Inhibition of RPTPβ/ζ reduces chronic ethanol intake in adolescent mice and modulates ethanol effects on hippocampal neurogenesis and glial responses in a sex-dependent manner.

机构信息

Departamento de Ciencias Farmacéuticas y de la Salud, Facultad de Farmacia, Universidad San Pablo-CEU, CEU Universities, Urbanización Montepríncipe, 28668, Boadilla del Monte, Spain.

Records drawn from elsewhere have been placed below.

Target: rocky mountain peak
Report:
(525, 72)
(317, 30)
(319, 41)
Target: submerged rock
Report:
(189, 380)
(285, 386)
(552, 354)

Departamento de Ciencias Farmacéuticas y de la Salud, Facultad de Farmacia, Universidad San Pablo-CEU, CEU Universities, Urbanización Montepríncipe, 28668, Boadilla del Monte, Spain; Instituto de Estudios de las Adicciones, Universidad San Pablo-CEU, CEU Universities, Urbanización Montepríncipe, 28668, Boadilla del Monte, Madrid, Spain.

出版信息

Neuropharmacology. 2023 Apr 1;227:109438. doi: 10.1016/j.neuropharm.2023.109438. Epub 2023 Jan 24.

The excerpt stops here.